The drafters of the state constitution Louisiana adopted in 1898 said they aimed to “perpetuate the supremacy of the Anglo-Saxon race in Louisiana,” primarily by scrubbing from the rolls nearly all of the roughly 130,000 black people then registered to vote.
But delegates knew they couldn’t simply ban black people from the voting booth or jury service without running afoul of the 14th and 15th amendments. The U.S. Supreme Court had explicitly said so. Instead, the jury laws those delegates drew up allowed for convictions with only nine of 12 jurors agreeing, meaning that if one, two or even three black people made it onto a jury, their votes wouldn’t matter.
These days, 10 votes are required for conviction instead of the original nine, and today’s defenders of split verdicts say Louisiana’s law now stands not for racism but for efficiency, by limiting hung juries and potential retrials.
But the effects are the same, according to an exhaustive, first-of-its-kind analysis by The Advocate.
The Advocate reviewed about 3,000 felony trials over six years, turning up 993 convictions rendered by 12-member Louisiana juries in which the newspaper was able to document the jury votes.
The remainder included trials ending in hung juries, those halted by last-minute plea deals, lesser felony trials with six-member juries and many others with scant records.
Although the majority-verdict law disadvantages all defendants, the newspaper’s review found that its effects on black people accused of crimes are especially profound. It acts as a capstone to a trial system that becomes more tilted against black defendants at each stage: when jurors are summoned, when they’re picked for juries, and in deliberation rooms where voices of dissent can be ignored.
Black people make up roughly one-third of the population in Louisiana, but they comprise two-thirds of state prisoners and three-fourths of inmates serving life without parole. Louisiana, America’s incarceration capital, also leads the nation by far in these life sentences, nearly all of them the result of jury verdicts.
The newspaper’s analysis found that 40 percent of trial convictions came over the objections of one or two holdouts.
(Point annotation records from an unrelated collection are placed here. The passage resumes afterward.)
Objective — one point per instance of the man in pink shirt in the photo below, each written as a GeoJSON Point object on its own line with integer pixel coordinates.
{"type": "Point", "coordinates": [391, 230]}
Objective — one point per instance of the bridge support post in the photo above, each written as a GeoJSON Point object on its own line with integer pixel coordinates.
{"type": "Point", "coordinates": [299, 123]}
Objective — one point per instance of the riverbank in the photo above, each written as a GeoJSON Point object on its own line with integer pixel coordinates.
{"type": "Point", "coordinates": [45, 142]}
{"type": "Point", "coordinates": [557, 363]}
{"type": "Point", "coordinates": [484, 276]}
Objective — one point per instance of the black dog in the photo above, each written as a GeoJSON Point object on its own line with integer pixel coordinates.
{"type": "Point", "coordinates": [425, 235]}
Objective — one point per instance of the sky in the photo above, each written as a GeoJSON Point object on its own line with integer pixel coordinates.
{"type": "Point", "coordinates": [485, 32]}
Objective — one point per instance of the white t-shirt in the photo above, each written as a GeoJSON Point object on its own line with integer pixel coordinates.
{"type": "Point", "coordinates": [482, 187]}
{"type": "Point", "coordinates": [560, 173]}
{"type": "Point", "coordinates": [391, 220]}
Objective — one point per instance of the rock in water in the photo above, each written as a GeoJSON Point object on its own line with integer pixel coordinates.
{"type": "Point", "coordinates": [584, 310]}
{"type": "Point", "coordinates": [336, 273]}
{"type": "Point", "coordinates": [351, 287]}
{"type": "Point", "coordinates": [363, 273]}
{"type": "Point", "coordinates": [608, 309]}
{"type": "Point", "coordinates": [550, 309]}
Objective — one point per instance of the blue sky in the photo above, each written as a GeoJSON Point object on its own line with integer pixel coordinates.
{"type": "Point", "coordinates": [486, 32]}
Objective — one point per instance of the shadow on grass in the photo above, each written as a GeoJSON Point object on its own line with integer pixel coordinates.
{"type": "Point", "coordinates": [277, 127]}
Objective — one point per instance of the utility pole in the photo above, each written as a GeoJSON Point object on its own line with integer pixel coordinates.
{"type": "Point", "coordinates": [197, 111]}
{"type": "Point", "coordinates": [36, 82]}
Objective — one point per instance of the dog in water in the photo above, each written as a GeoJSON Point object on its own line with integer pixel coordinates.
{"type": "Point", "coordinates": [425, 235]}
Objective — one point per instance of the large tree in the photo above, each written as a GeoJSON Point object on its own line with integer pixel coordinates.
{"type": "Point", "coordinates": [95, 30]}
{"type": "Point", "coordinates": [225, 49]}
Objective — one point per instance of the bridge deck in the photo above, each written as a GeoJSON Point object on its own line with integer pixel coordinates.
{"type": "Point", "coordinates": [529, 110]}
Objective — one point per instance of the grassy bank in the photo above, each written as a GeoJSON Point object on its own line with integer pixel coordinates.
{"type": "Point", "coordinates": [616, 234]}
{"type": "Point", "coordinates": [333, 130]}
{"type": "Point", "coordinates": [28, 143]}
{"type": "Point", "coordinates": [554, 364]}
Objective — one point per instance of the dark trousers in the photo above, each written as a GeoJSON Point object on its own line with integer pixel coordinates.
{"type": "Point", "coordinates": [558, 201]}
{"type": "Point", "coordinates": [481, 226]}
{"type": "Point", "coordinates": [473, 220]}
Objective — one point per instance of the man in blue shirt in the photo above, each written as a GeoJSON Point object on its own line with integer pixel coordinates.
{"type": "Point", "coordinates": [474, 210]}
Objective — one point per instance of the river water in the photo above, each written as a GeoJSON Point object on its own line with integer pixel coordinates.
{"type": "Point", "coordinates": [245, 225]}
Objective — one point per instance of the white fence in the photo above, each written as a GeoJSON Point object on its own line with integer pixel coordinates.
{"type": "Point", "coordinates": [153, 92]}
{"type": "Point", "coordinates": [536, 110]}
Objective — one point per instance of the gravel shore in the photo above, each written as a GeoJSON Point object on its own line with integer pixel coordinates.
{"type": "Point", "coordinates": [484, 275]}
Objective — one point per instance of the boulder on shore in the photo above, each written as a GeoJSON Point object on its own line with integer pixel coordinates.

When the defendant was black, the proportion went up to 43 percent, versus 33 percent for white defendants. In three-quarters of the 993 cases in the newspaper's database, the defendant was black.
In many cases, black defendants are not being judged by juries “of their peers” — at least not racially speaking. The newspaper scrutinized what happened to nearly 41,000 prospective jurors who reported for duty in felony trials in nine of the state’s 10 busiest courthouses and found that these jury pools were whiter than their communities, and the juries picked from them were whiter still.
The average jury in East Baton Rouge Parish, for instance, has nearly two fewer black people than it would if the panel reflected the population. In St. Tammany Parish, juries have about half as many black members as the parish's population.
Oregon, the only other state to allow split verdicts in felony cases, demands unanimity when the charge is murder.
If that 10-2 scenario arose in any of the other 49 states, the judge likely would order the jurors to keep working until one side swayed the other to reach unanimity — or until the deadlock was too hopeless to break. Then, the judge would declare a hung jury and a mistrial.
Yet another possible outcome would be a compromise, with the jurors settling on a verdict of manslaughter rather than murder.
It’s hard to predict which way the chips would fall, even for some dissenting jurors themselves.